Ao chegar ao pátio da Mesquita Azul, Bento XVI retirou os sapatos papais, vermelhos, e calçou os chinelos brancos (entregues aos muçulmanos que entram para rezar), acompanhado do Grão-Mufti de Istambul, Mustafa Çağrıcı.

Bento XVI e Çağrıcı caminharam, lado a lado, até o mihrab (nicho voltado para Meca), onde o Papa permaneceu alguns minutos, rezando em silêncio com os maometanos, com as mãos cruzadas sobre o ventre (gesto litúrgico para os muçulmanos rezarem em pé), a exemplo do Mufti.

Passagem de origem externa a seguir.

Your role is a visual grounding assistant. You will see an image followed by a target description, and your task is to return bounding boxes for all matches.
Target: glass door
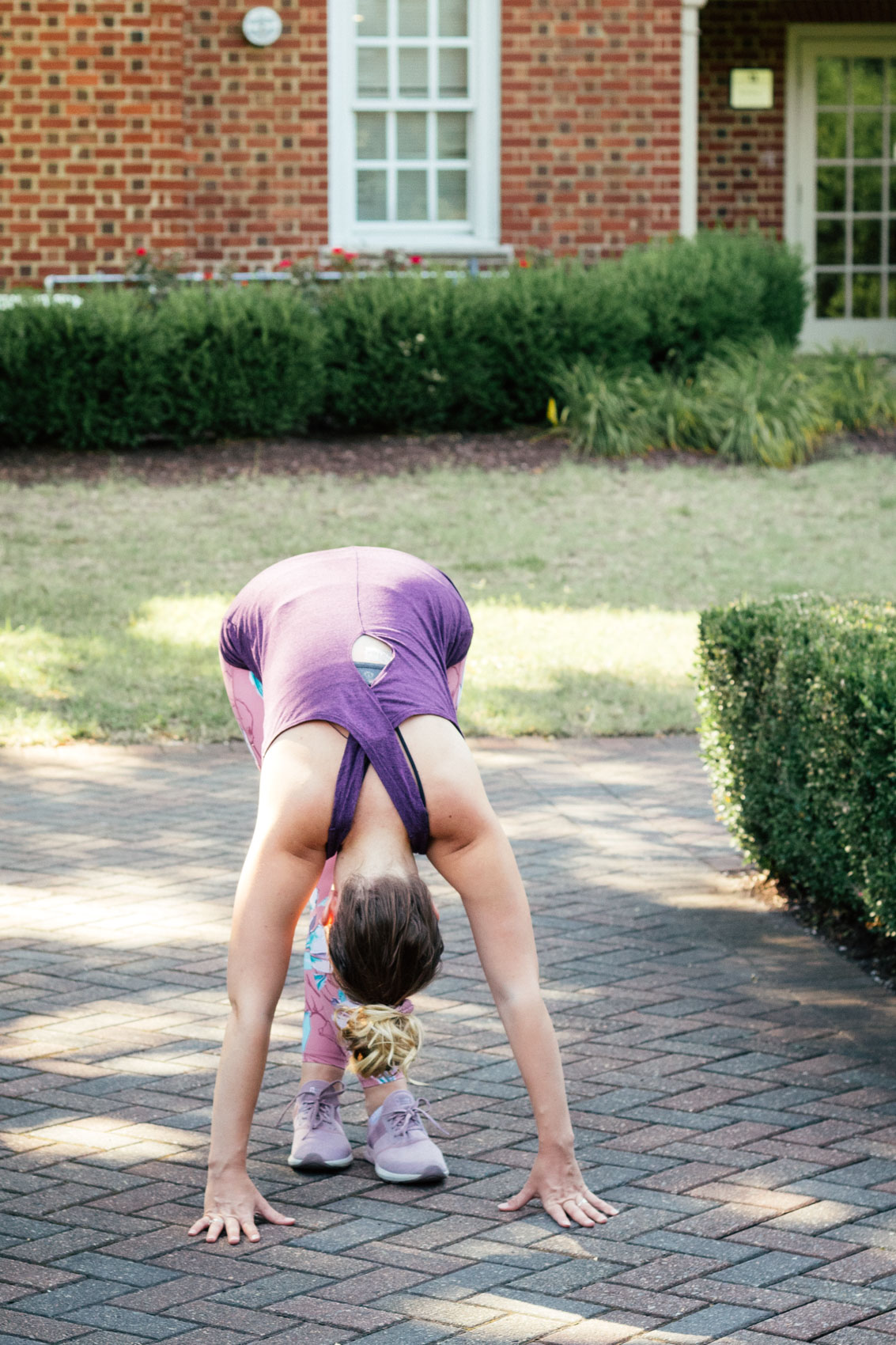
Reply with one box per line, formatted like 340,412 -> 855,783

Mais tarde, na audiência geral de 6 de dezembro de 2006, o próprio Bento XVI descreveu o momento: “Foi uma visita que acabou por revelar-se bastante importante: ali, por alguns instantes de recolhimento, voltei o pensamento a Deus, Criador e Senhor de todos nós.”

Ainda que Bento XVI tenha dito que aquilo não foi uma “oração islâmica”, nem uma “participação em culto”, tratou-se, sim, dum ato de respeito humano e espiritual,  uma ilícita communicatio in sacris, para servir de ponte entre duas religiões adversárias há séculos.

O Contexto e o Significado

O episódio ocorreu apenas dois meses após o discurso de Regensburg, em que o Papa citou um texto medieval sobre o Islã e foi duramente criticado por setores muçulmanos.

A visita à Mesquita Azul teve, portanto, um efeito de reconciliação simbólica. Para o mundo muçulmano, ver um Papa entrar, descalçado dos sapatos papais, numa mesquita, e rezar com os maometanos voltado para Meca, foi um gesto de humildade e boa vontade. Para o mundo ocidental, mostrou que o diálogo inter-religioso, lamentavelmente, não se faz apenas com teorias diplomáticas, mas com atitudes concretas.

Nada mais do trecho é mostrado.